Note on Narcissism: The Other Killer 
The violence of narcissism is sometimes overlooked and misunderstood. Since it is such a big factor in eating-disorder formation, it deserves special attention in eating-disorder treatment. When an emotional exchange happens in such a way that a parent or caregiver’s feelings overwhelm the interaction, the child then becomes a projection of those feelings rather than a full human in connection with the caregiver. Psychologically speaking, the child is not in the relationship at that moment. This break in connection feels devastating to a child and is similar to what an adult experiences when having a bad fight with a loved one. The loss of relationships then sets off a cascade of events including changes in body and brain chemistry. When the connection is broken repeatedly, a person’s sense of self develops in response to the physiological and neurological reactions, creating the characterological foundation for an eating disorder. In this sense, a home with no physical or sexual violence can be violent nonetheless. Your ability to search for chronic breaks in connection and your understanding of attachment will help the client stop abusing herself and turn toward what she really needs.
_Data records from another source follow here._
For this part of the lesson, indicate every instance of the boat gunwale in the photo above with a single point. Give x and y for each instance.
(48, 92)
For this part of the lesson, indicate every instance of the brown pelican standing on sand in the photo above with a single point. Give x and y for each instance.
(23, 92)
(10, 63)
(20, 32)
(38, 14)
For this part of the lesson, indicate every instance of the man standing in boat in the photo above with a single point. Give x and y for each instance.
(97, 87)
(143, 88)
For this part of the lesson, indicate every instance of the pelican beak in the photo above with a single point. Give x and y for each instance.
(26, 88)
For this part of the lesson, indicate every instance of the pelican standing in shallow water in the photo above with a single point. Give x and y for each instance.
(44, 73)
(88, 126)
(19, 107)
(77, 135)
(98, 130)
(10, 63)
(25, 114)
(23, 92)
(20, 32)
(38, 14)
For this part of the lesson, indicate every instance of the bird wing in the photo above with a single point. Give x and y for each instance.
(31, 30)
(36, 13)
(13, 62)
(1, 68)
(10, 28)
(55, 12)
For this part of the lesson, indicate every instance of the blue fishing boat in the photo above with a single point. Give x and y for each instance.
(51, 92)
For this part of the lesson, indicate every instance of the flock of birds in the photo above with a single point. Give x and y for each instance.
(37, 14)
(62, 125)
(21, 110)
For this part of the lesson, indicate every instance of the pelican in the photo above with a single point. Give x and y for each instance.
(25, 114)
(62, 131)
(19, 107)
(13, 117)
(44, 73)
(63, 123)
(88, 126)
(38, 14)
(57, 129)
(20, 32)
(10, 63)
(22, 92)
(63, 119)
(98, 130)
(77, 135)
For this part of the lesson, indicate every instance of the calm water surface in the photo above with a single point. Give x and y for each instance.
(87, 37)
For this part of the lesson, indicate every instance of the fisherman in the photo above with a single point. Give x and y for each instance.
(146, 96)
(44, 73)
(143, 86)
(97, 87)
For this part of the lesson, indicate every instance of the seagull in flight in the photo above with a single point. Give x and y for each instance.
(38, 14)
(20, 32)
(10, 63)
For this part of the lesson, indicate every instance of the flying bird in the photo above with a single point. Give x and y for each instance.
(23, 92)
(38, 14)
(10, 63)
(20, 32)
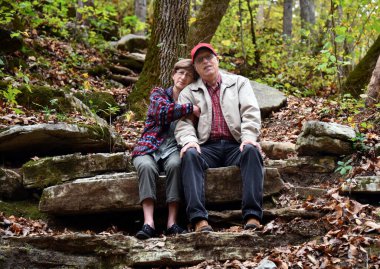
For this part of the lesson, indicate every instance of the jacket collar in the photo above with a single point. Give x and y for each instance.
(227, 81)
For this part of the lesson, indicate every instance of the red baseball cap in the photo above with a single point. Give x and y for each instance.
(201, 46)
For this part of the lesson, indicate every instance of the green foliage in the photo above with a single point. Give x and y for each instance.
(313, 60)
(105, 20)
(344, 167)
(10, 95)
(48, 111)
(132, 24)
(359, 142)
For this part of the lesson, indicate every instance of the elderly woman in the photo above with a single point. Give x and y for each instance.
(157, 149)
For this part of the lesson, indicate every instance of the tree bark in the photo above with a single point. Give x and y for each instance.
(169, 32)
(82, 4)
(140, 12)
(260, 16)
(307, 13)
(373, 93)
(287, 19)
(359, 78)
(207, 22)
(252, 28)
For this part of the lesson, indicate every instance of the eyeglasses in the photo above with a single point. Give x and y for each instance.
(208, 57)
(184, 73)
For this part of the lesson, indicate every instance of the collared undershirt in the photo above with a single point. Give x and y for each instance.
(219, 127)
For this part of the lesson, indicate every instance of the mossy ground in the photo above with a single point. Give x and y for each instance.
(25, 209)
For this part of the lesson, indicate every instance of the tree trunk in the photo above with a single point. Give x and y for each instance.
(260, 16)
(82, 4)
(359, 78)
(287, 19)
(169, 32)
(252, 28)
(140, 12)
(307, 13)
(373, 93)
(207, 22)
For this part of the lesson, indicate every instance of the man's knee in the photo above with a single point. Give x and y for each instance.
(251, 150)
(190, 154)
(146, 167)
(173, 164)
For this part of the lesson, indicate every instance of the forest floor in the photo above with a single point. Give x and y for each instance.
(352, 225)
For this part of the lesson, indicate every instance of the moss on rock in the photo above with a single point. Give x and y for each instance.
(100, 102)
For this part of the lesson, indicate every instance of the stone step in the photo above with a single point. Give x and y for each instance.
(116, 251)
(119, 191)
(49, 171)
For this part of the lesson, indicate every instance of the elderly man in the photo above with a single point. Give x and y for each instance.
(225, 134)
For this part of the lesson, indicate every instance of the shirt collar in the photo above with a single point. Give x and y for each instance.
(218, 82)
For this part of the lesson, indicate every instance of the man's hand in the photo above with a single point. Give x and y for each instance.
(254, 143)
(189, 145)
(196, 111)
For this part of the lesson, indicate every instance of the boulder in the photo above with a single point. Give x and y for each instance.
(22, 142)
(119, 191)
(56, 170)
(11, 185)
(321, 138)
(278, 150)
(134, 61)
(132, 43)
(120, 251)
(306, 164)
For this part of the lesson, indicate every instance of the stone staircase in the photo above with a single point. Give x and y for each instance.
(76, 178)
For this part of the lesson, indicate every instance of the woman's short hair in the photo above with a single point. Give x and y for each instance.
(187, 65)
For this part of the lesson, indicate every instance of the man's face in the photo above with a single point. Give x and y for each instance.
(182, 78)
(206, 64)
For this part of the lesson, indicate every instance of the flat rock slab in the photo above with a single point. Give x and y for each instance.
(56, 170)
(306, 164)
(119, 191)
(115, 251)
(52, 139)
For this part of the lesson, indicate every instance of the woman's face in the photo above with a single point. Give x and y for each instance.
(182, 78)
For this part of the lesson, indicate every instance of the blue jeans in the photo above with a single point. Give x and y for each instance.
(220, 154)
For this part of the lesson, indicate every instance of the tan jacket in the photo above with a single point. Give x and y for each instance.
(239, 106)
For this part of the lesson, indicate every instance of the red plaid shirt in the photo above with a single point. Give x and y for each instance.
(219, 127)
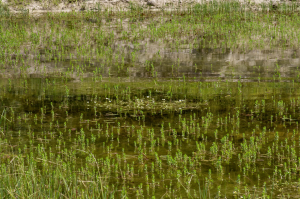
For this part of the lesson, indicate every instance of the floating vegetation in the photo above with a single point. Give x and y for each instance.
(195, 103)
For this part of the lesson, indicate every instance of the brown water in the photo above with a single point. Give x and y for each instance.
(155, 110)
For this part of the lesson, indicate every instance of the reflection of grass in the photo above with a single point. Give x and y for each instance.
(87, 126)
(4, 10)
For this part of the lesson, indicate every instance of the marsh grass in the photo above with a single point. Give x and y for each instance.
(140, 103)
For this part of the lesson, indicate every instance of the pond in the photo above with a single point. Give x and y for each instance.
(196, 103)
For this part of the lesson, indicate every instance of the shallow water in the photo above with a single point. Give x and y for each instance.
(162, 121)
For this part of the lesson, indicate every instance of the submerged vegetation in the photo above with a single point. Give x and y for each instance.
(196, 103)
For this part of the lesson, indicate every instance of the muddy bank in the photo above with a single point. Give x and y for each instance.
(116, 5)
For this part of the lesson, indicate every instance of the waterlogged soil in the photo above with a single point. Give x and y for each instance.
(165, 122)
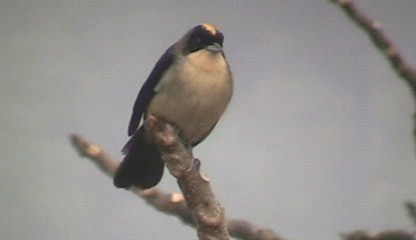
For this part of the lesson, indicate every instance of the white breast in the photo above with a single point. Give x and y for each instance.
(195, 94)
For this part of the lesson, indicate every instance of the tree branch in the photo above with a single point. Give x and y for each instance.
(383, 43)
(168, 203)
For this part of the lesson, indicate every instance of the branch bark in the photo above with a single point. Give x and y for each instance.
(383, 43)
(168, 203)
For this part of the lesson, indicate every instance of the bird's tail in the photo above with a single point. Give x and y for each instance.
(142, 166)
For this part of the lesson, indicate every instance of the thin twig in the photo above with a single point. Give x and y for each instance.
(383, 43)
(168, 203)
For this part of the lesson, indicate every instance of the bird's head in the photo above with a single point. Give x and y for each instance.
(204, 36)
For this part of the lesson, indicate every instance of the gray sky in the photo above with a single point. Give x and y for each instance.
(317, 139)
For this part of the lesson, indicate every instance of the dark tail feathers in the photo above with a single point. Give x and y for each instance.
(142, 165)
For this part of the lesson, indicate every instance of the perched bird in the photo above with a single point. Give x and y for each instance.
(190, 87)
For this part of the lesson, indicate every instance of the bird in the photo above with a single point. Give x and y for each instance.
(190, 87)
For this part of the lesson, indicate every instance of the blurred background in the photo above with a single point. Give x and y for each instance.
(316, 141)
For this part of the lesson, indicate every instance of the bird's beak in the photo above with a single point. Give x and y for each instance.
(215, 47)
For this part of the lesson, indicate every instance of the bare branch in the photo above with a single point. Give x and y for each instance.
(208, 214)
(169, 203)
(386, 46)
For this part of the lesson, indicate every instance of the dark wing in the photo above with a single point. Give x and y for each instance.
(147, 91)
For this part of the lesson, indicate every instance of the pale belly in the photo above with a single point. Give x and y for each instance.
(194, 102)
(193, 108)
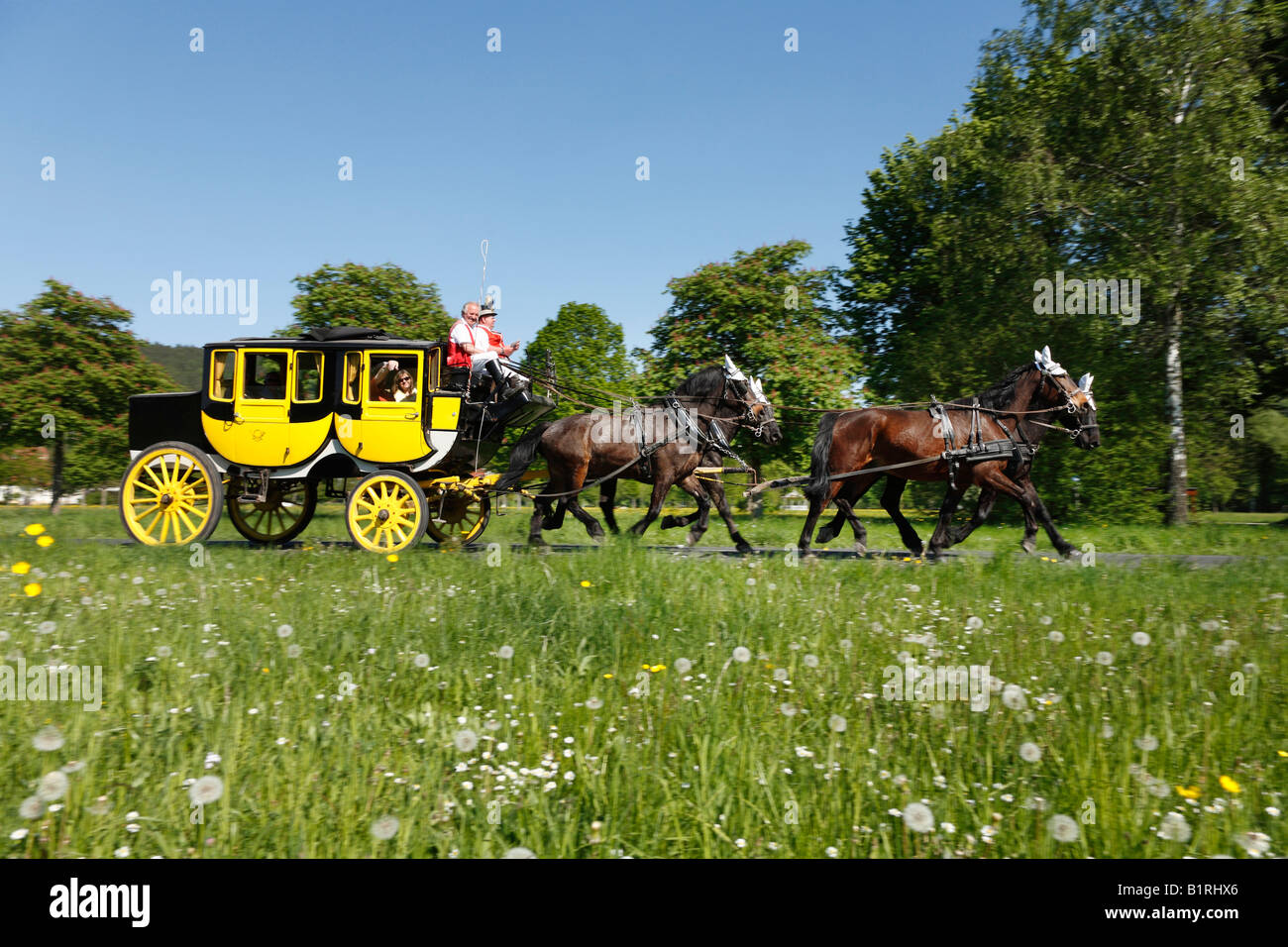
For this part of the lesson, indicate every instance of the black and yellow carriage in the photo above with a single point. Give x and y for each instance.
(278, 420)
The importance of this cannot be overemphasized, as women and men who come from families where there is no physical violence still experience a threat to their lives, first from the insecure attachments in their families, and then from the eating disorder itself. They merit the same sympathy and concern we accord the people from physically and sexually abusive homes. 


External Factors
In addition to the elements already described, it is well known that external factors contribute to the occurrence of eating disorders. A Harvard researcher demonstrated that the incidence of eating disorders rose in Fiji when television was introduced. The onslaught of media images in the U.S. (reported as 247 commercial messages per day on the Consumer Reports website in 2002) created the nearly impossible standard by which women and men measure themselves. Researchers at The Children’s Hospital of Philadelphia have found a genetic link to Anorexia, indicating that biology also plays a role. Peer pressure and bullying have been linked to eating disorders in a study by Beat, the leading research and resource group on eating disorders in England. External factors such as these are just the seeds of eating disorders, however. They can only germinate and grow in a family system that supports them.

Toward Recovery
Pervasive and life-threatening as they are, full recovery from eating disorders is possible through a process of repairing internal and external boundaries and creating healthy cognitive, emotional, and physical processes to replace the unhealthy ones. The attachment wounds that give rise to the eating disorder can be healed through reducing the dominance of the superego, reintegrating the id, reflecting on life events in an emotionally engaged yet objective manner, and improving relationship connections. The next chapter describes the relationship between superego and id, with its resulting eating behaviors, in each of type of eating disorder.